Giulio Paolini segue la strada tracciata nel 1960 con Disegno geometrico e orienta nuovamente la sua ricerca artistica verso un’indagine autoriflessiva sull’arte, questa volta con un progetto espositivo, Quadrante, già presentato precedentemente nelle sue diverse parti, ognuna allestita in una galleria o in un museo di Roma, e ora riproposto nell’Atelier del Bosco di Villa Medici in una visione unitaria.
Lo spazio è scandito geometricamente, modulato secondo le forme del quadrato, della linea e del cerchio. Dodici quadri neri occupano la parete di fondo dell’atelier, disposti simmetricamente intorno alla finestra, che partecipa con la sua partitura geometrica al ritmo dell’insieme; i quadri appaiono come simboli, tracce di memoria che emergono tra la griglia di quadrati bianchi.
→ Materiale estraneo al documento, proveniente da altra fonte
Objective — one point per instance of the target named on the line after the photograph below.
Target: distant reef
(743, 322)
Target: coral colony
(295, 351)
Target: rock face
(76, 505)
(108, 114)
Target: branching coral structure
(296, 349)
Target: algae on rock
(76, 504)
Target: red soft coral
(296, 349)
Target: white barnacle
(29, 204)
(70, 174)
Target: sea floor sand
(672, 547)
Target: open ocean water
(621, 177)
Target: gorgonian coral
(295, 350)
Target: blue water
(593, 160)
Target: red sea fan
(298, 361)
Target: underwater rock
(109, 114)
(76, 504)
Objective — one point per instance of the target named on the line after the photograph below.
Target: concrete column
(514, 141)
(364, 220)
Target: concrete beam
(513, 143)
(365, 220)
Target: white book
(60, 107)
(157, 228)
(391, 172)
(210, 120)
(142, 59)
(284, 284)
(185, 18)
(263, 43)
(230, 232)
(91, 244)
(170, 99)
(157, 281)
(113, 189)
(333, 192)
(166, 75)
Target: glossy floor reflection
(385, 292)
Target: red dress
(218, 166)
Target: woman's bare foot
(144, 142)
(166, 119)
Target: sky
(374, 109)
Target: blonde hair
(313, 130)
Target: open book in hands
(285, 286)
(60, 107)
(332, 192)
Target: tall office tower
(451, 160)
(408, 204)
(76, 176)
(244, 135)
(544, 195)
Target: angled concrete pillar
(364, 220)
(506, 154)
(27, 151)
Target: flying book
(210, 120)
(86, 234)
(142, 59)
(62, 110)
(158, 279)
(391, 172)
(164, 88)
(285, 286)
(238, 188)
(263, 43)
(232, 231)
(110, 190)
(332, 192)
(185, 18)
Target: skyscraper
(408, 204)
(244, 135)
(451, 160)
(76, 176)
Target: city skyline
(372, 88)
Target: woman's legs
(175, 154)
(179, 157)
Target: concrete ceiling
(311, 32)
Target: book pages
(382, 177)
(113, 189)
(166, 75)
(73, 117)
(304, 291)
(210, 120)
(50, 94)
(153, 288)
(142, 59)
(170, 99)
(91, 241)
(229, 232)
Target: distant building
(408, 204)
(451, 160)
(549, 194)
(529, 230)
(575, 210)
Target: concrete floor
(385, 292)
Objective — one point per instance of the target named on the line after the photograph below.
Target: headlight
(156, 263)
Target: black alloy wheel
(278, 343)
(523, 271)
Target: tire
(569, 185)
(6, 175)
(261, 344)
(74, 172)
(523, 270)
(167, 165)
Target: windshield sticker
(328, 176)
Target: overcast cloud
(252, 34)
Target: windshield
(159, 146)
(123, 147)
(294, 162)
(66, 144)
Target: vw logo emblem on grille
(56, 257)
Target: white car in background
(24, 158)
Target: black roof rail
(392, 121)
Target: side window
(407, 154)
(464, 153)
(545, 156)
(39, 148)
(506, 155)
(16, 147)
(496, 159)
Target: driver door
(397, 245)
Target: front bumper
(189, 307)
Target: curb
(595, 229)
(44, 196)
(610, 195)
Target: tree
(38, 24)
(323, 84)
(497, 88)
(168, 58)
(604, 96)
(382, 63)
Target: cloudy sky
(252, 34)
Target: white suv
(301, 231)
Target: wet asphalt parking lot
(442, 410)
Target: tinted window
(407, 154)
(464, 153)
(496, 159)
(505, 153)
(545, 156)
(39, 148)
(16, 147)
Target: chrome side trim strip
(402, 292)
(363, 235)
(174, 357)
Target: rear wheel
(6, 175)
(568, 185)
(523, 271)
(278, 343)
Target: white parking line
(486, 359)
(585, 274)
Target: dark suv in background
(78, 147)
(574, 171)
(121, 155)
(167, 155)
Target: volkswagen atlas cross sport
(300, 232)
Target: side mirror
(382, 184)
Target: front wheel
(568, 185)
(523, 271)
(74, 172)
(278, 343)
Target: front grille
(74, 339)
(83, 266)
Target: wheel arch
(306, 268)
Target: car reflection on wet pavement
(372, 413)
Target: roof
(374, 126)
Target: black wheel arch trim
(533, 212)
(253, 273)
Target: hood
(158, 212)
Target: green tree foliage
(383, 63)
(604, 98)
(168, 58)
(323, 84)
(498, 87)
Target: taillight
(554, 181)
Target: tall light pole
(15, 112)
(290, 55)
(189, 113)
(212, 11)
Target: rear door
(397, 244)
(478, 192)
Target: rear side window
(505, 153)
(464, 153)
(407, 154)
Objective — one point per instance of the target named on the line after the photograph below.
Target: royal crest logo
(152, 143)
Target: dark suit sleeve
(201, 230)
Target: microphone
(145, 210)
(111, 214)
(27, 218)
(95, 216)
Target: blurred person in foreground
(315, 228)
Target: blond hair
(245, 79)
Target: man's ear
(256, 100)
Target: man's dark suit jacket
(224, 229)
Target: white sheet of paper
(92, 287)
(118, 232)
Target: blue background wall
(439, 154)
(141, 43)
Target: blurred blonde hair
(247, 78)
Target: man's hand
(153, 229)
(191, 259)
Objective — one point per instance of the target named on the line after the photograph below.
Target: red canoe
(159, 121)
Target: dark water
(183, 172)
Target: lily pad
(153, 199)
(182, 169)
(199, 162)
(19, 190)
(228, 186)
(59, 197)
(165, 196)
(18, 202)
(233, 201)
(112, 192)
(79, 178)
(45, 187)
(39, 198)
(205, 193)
Sul pavimento è disegnato un cerchio al cui interno è collocato un cavalletto estendibile; su di questo poggia un cubo in plexiglas contenente dodici fogli bianchi.
I quadri hanno un passe-partout nero che incornicia negativi fotografici di opere realizzate in passato dall’artista, mentre i fogli bianchi presentano un groviglio di linee nere, inquadrate da un passe-partout bianco che riduce la sua superficie fino a scomparire man mano che il disegno cresce di dimensione. I fogli contenuti nel plexiglas si susseguono presentando un’immagine in continua evoluzione, un’opera in
L’installazione è organizzata secondo una dialettica di poli opposti e complementari che si affrontano in un gioco di continui rimandi, ma si presenta anche come opera indefinita, allusiva, aperta verso la smaterializzazione concettuale. Sono infatti forme pure con le quali l’artista costruisce un percorso cifrato, immagini enigmatiche che non affermano perentoriamente una verità, ma si librano nel vuoto per dare spazio alla prospettiva tracciata dallo spettatore.
Quadrante allora – come sottolinea l’artista – che regola il tempo e il luogo dell’opera: antologia personale orientata al passato e al futuro, lontana dalla vertigine del presente, ma anche esposizione che si offre al fruitore come teatro della percezione, opera aperta in cui poter dar vita alle molteplici possibili visioni. La relatività dei punti di vista inoltre non scardina l’identità dell’opera, al contrario crea un valore aggiuntivo: l’esplorazione dell’ignoto, il superamento del limite del visibile in una direzione che tende all’infinito.
Ed è così che aggirandosi nel vuoto l’artista ci indica la via che si schiude alla totalità.